孤立するコレをまっさきにピラコロである娘が勇気づける。そして、第一ママと第三ママ(一夫多妻である)も、ほどなくしてコレの味方になる。次いで、女たちの集会場とも言える水汲み場で、一人ひとりが、発言するようになる。最後は、コレに反対していて娘を割礼で死なせてしまった女が、哀しみで慟哭し、赤ちゃんを高く掲げて、男たちに「もう割礼はさせない」と宣言する。
一方で男たちも一枚岩ではありえない。「傭兵」と呼ばれる雑貨商。外の世界を知っており、コレへの鞭打ちを止めさせようとする。この男は、国連軍に参加していたが、上司の腐敗を告発し、恨みを買って、投獄されていた経験を持つ。男は、村を追われるどころか、殺戮されることになる。
フランスから帰ってきた村長の息子。アムサトゥと婚約していたが、ピラコロであることから当然のように親たちの猛反対を受け、11歳の親戚の娘をあてがわれようとされる。この息子は近代主義の洗礼を受けたように描かれているが、結局、村長である父に押さえつけられていた。ついにコレたち女たちの反乱で、目覚めることになる。
コレに泣きながらも鞭打ちをしたことを後悔していた亭主もまた、屹然と男たちの集会を離れ、コレのもとに行く。
僕たちはこの小さな村の日常の描写に淡々と醸し出されるだけなのだが、やはりアフリカ的エネルギーの豊穣さに驚かされる。
曲線の塔のような施設は、ある意味で、ハリーポッターに出てくるような魔法的な可愛らしさだ。
女たちの原色を巧みに着こなすファッションセンスには脱帽だ。
「モーラーデ」のために門口に渡される結界の「紐」でさえも、とてもおしゃれに見えてくる。安っぽいバケツも、使い古された家財道具も、ちょっとした女たちの装飾品も、とても個性に満ちている。
いったい文化とはなんだろう。たしかに、アフリカ的世界は、必ず、西欧的世界を文明史的には、遅れて経験するのだろう。けれど、文化の世界は、多義的であり、十分アフリカ的世界の文化は豊穣で、逆に僕たち先進国の住人の中にもあるアフリカ的な感性、霊性の記憶のようなものを、たしかに、つき動かされるのである。
「モーラーデ」という風習は、期限を除けば、日本の駆け込み寺のような存在であり、きわめてアジールな空間である。
そこでは、地上の法律や慣習や身分や罪業や、そういうものが突然無化される。治外法権であり、徳政令や恩赦布令がもたらすリセット感覚に似ている。
最後の逃げ場所といってもいい。
息苦しく窮屈な、近代法治国家や表層的な道徳観念に縛られている市民主義的常識に、もっとも欠けている概念である。
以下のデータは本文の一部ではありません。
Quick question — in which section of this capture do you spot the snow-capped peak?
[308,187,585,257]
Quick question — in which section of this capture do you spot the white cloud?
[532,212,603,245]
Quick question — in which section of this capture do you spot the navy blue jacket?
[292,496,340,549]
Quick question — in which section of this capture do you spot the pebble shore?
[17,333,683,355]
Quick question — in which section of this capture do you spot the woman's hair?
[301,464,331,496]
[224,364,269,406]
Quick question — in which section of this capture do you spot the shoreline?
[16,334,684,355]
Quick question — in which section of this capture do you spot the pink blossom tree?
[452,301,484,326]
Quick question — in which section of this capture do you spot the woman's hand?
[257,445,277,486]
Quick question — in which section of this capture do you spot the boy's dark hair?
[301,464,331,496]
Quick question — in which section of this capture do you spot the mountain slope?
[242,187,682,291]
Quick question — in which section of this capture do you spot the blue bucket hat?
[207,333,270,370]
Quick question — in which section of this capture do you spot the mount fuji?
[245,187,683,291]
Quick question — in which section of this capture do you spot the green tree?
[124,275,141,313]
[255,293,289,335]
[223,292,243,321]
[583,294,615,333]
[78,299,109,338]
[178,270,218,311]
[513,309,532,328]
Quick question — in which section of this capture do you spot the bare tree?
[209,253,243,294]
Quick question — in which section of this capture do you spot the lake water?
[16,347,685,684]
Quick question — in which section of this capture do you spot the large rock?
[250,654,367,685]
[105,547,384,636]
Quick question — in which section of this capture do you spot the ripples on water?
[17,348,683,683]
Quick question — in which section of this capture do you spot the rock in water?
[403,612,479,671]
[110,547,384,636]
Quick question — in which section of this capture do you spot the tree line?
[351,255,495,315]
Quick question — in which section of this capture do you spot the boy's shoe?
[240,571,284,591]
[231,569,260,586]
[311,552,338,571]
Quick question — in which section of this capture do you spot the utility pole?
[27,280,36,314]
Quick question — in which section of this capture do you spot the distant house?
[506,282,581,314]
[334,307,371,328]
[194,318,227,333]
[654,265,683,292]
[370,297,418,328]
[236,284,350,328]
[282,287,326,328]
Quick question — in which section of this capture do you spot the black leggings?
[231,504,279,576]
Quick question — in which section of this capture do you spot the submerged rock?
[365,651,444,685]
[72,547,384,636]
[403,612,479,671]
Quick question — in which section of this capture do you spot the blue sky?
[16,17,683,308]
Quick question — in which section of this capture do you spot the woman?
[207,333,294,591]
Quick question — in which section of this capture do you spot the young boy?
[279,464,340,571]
「モーラーデ」という空間をうまく駆使できれば、うんざりするほどの自殺者の群れは、激減するに決まっている。
マリ、ギニア、エジプト、スーダン、エチオピアでは、80%以上の女性が現在でも割礼を強いられている。アフリカでは30カ国以上、1億3000万人の女性が割礼に苦しみ、毎日8000人以上の少女たちが、強制的に割礼されている。
FGMの80%はクリトリスと小陰唇の一部または全部の切除でクリトリデクトミーと呼ばれる。さらに悲惨なのは、15%ほどといわれるが、大陰唇を縫い合わる膣口縫合である。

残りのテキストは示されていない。